Inuyasha rimase a guardarla silente, bollente di rabbia. Come si permetteva di trattarlo a quel modo, davanti a tutti?
“Come osi dirmi una cosa del genere?! Chi ti credi di essere, dannata?!?” sbottò irato, gli occhi che fiammeggiavano
“Sei tu che dovresti evitare, ogni tanto, di uscirtene con le tue idiozie o i tuoi modi di fare così indisponenti! Sei un pallone gonfiato!” rispose a tono Kagome, lo sguardo carico di irritazione e rabbia
“Io sarò un pallone gonfiato, ma tu sei solo una mocciosa viziata e indisponente!”
“Non ti devi permettere di dirmi cose del genere!”
“E perché mai? Credi di potermelo impedire?!?” le sbraitò contro, un ghigno malefico dipinto sul volto. La vide tremare per la rabbia e un moto di soddisfazione lo pervase.
La sua gioia però svanì quando avvertì un cambiamento in lui, anche se non riusciva a capire cosa non andasse.
Aprì la bocca per dire qualcosa, ma non udì la sua voce espandersi nell’aria mentre le sue labbra si stavano chiaramente muovendo.
Ecco, cosa non andava.
Immediatamente volse gli occhi verso Kagome e la vide sorridere trionfante.
Quella dannata doveva avergli fatto qualche incantesimo!
“Sì, credo proprio di poterti far stare zitto, mio caro!” gli disse soddisfatta, il ghigno che fino a poco prima aveva avuto lui sul volto, ora ce lo aveva lei sulle labbra.

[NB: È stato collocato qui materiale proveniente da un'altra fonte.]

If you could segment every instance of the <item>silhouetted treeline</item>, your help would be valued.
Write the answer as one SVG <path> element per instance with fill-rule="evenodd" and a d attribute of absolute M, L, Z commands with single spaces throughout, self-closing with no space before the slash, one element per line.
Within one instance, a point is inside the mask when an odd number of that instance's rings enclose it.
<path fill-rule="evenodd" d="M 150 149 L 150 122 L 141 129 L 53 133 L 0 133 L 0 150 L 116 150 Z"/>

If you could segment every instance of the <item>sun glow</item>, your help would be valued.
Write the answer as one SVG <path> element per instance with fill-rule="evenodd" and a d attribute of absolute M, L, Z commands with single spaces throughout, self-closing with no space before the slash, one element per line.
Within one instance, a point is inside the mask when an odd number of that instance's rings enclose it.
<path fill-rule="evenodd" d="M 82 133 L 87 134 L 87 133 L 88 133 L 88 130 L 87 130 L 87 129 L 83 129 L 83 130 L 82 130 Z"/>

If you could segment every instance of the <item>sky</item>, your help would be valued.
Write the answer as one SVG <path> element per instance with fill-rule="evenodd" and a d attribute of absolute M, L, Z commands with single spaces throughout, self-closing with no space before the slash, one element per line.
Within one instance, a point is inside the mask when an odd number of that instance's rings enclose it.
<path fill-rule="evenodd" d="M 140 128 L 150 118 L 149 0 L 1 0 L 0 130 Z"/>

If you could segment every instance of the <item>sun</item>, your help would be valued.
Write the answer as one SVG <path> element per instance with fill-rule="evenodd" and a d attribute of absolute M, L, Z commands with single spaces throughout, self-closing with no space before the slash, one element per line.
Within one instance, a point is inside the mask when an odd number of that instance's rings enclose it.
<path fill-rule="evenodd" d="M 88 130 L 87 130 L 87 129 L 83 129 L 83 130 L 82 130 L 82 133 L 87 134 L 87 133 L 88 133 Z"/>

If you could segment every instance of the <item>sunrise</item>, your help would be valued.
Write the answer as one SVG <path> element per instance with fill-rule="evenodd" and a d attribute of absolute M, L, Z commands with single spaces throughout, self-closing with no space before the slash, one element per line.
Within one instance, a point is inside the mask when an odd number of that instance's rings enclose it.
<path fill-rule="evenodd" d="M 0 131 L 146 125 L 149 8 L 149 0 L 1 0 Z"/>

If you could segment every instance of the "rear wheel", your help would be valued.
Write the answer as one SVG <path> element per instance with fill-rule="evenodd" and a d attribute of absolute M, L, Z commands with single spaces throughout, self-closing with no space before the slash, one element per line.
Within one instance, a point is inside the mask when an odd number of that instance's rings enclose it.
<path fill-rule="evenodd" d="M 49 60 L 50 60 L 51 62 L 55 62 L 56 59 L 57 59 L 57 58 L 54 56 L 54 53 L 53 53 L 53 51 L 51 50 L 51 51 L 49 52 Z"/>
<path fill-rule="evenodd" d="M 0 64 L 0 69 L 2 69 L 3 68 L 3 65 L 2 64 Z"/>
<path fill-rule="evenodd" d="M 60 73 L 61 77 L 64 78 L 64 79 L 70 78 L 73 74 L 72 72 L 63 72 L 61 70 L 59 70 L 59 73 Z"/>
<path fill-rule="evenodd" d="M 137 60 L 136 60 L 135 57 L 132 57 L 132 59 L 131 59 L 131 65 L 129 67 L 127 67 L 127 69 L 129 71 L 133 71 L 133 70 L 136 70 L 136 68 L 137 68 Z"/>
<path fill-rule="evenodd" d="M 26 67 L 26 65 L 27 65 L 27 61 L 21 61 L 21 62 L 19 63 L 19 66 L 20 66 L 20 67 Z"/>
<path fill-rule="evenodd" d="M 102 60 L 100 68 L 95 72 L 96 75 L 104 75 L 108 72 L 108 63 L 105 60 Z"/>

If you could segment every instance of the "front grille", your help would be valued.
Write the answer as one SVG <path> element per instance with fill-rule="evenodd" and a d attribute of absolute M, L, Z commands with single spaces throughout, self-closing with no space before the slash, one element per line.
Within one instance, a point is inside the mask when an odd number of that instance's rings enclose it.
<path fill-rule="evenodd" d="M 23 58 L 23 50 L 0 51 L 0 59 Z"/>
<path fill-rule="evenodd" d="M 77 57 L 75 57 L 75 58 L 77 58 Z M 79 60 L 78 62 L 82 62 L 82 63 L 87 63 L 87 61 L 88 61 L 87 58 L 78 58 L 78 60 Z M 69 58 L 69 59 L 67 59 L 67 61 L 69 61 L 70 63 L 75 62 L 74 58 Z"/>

“Kagome, accidenti, non ti sembra di aver esagerato?!” la rimproverò Miroku, o, almeno, quello voleva essere il suo intento mentre la sua voce era risultata chiaramente divertita.
Gli altri presenti sospirarono amareggiati.

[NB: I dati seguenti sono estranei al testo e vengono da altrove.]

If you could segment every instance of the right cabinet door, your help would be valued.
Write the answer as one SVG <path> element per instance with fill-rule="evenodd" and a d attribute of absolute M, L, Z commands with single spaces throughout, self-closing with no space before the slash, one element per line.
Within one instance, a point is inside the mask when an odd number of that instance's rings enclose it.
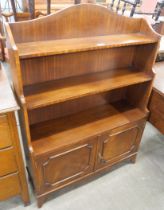
<path fill-rule="evenodd" d="M 144 125 L 121 127 L 103 134 L 98 146 L 96 168 L 113 165 L 125 157 L 135 154 L 139 146 Z"/>

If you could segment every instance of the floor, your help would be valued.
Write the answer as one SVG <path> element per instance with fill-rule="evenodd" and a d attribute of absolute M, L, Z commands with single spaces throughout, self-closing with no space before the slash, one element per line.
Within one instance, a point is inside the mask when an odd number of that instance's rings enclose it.
<path fill-rule="evenodd" d="M 19 197 L 0 203 L 0 210 L 38 209 Z M 147 123 L 136 164 L 117 166 L 90 182 L 54 193 L 42 210 L 164 210 L 164 136 Z"/>

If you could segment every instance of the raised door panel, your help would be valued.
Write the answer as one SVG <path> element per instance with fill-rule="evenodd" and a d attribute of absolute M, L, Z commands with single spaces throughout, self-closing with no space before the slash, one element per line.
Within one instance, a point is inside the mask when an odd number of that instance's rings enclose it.
<path fill-rule="evenodd" d="M 39 160 L 40 190 L 57 188 L 93 171 L 96 143 L 94 138 Z"/>
<path fill-rule="evenodd" d="M 0 149 L 12 145 L 7 115 L 0 115 Z"/>
<path fill-rule="evenodd" d="M 97 168 L 112 165 L 137 152 L 143 126 L 115 129 L 102 135 L 99 142 Z"/>
<path fill-rule="evenodd" d="M 0 177 L 17 171 L 13 149 L 0 150 Z"/>

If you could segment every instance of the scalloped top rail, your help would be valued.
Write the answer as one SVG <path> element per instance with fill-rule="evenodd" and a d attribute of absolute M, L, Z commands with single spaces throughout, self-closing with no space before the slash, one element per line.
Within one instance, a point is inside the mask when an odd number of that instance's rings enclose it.
<path fill-rule="evenodd" d="M 145 19 L 118 15 L 96 4 L 79 4 L 42 18 L 9 25 L 16 44 L 131 33 L 142 33 L 156 41 L 160 38 Z"/>
<path fill-rule="evenodd" d="M 26 59 L 155 42 L 153 38 L 136 33 L 28 42 L 17 44 L 17 47 L 20 58 Z"/>

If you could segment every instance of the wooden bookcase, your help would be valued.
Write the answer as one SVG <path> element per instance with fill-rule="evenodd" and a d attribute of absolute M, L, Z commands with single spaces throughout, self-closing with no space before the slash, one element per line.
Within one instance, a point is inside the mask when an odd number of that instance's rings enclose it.
<path fill-rule="evenodd" d="M 6 24 L 38 206 L 112 165 L 135 162 L 160 36 L 144 19 L 81 4 Z"/>

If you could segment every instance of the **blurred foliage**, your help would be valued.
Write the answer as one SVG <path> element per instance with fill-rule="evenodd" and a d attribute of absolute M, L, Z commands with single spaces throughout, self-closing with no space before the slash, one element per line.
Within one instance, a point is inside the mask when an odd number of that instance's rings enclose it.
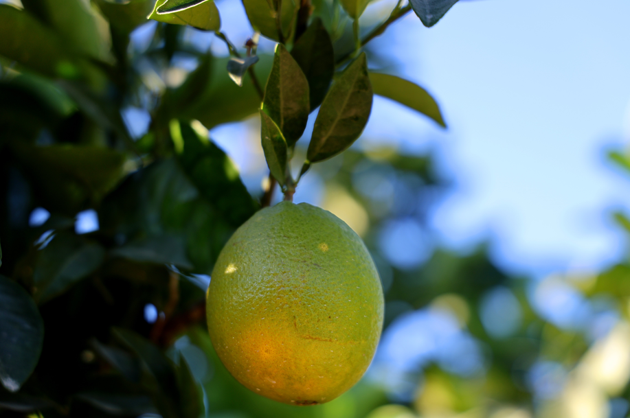
<path fill-rule="evenodd" d="M 204 19 L 190 20 L 189 3 L 203 8 L 195 10 L 203 10 Z M 413 7 L 431 25 L 454 3 L 399 4 L 386 23 Z M 0 4 L 0 417 L 627 416 L 630 265 L 535 281 L 506 275 L 485 245 L 461 254 L 430 242 L 428 250 L 417 248 L 417 262 L 402 265 L 383 250 L 383 234 L 403 222 L 430 237 L 427 214 L 449 185 L 430 155 L 386 148 L 352 148 L 306 174 L 323 182 L 323 206 L 362 235 L 379 269 L 385 329 L 372 369 L 339 399 L 308 408 L 262 397 L 229 375 L 205 331 L 204 275 L 232 232 L 260 209 L 263 196 L 248 191 L 207 130 L 258 112 L 256 80 L 264 86 L 270 78 L 278 92 L 291 89 L 278 78 L 282 69 L 302 71 L 301 91 L 308 84 L 311 92 L 293 97 L 301 106 L 297 115 L 289 108 L 265 108 L 267 128 L 275 126 L 276 139 L 285 141 L 268 147 L 274 152 L 293 154 L 308 108 L 319 104 L 322 119 L 330 120 L 362 111 L 337 131 L 322 129 L 316 139 L 326 152 L 309 150 L 310 159 L 349 146 L 371 105 L 361 99 L 339 110 L 342 100 L 335 97 L 367 94 L 370 80 L 374 93 L 445 125 L 419 86 L 368 73 L 368 67 L 381 66 L 377 53 L 337 72 L 329 90 L 335 67 L 343 69 L 353 43 L 361 40 L 352 39 L 358 27 L 346 23 L 367 2 L 314 0 L 313 19 L 305 19 L 302 3 L 285 1 L 278 21 L 269 14 L 273 2 L 243 3 L 253 26 L 272 39 L 288 39 L 290 54 L 281 47 L 275 62 L 269 54 L 256 56 L 251 71 L 243 68 L 242 87 L 230 79 L 228 58 L 199 50 L 184 36 L 201 32 L 183 23 L 218 31 L 214 2 Z M 143 27 L 150 37 L 140 48 L 130 35 L 150 14 L 160 21 Z M 235 57 L 247 54 L 229 48 Z M 169 74 L 183 71 L 183 58 L 196 62 L 196 69 L 181 82 L 169 81 Z M 346 79 L 352 82 L 344 84 Z M 284 103 L 281 96 L 289 97 L 278 93 L 265 106 Z M 129 108 L 142 109 L 150 119 L 139 137 L 123 118 Z M 281 115 L 297 120 L 286 139 L 282 124 L 272 120 L 284 123 Z M 330 132 L 340 138 L 335 143 L 326 142 Z M 295 147 L 296 154 L 307 152 L 306 143 Z M 286 169 L 284 156 L 277 158 L 278 177 Z M 630 167 L 625 154 L 611 156 Z M 42 209 L 49 216 L 34 221 Z M 84 233 L 75 227 L 88 209 L 98 227 Z M 614 216 L 630 230 L 623 213 Z M 571 298 L 577 307 L 553 306 Z M 417 349 L 414 341 L 433 338 L 428 325 L 400 330 L 421 315 L 442 321 L 421 323 L 434 323 L 431 332 L 452 328 L 451 336 L 460 339 L 431 340 L 439 348 L 433 357 L 401 369 L 398 358 L 387 358 L 387 342 L 402 333 L 408 353 Z M 440 329 L 440 324 L 451 328 Z M 449 350 L 455 354 L 440 357 Z M 449 362 L 469 351 L 478 356 L 468 371 Z"/>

“Come vedi, Takehiko – esordì poi il Cavaliere Supremo – so difendermi più che bene. Ora scusatemi, ma ho i miei allenamenti che mi aspettano” e schioccando un’altra occhiata di vittoria all’Hanyou, uscì dalla Sala del Parlamento, seguita da uno sguardo d’ambra carico d’ira.
- Quella maledetta strega – sbraitava fra sé, intanto, Inuyasha – Come si è permessa di trattarmi così?!? E io vorrei bene a una ragazzina del genere?!? Ma non scherziamo! Dovevo essere impazzito, quando l’ho pensato!!! – e mentre nella sua mente vorticavano pensieri rabbiosi, Miroku gli si era avvicinato e con alcune formule appena sussurrate riuscì a far estinguere l’incantesimo che la cugina aveva lanciato al mezzo- demone.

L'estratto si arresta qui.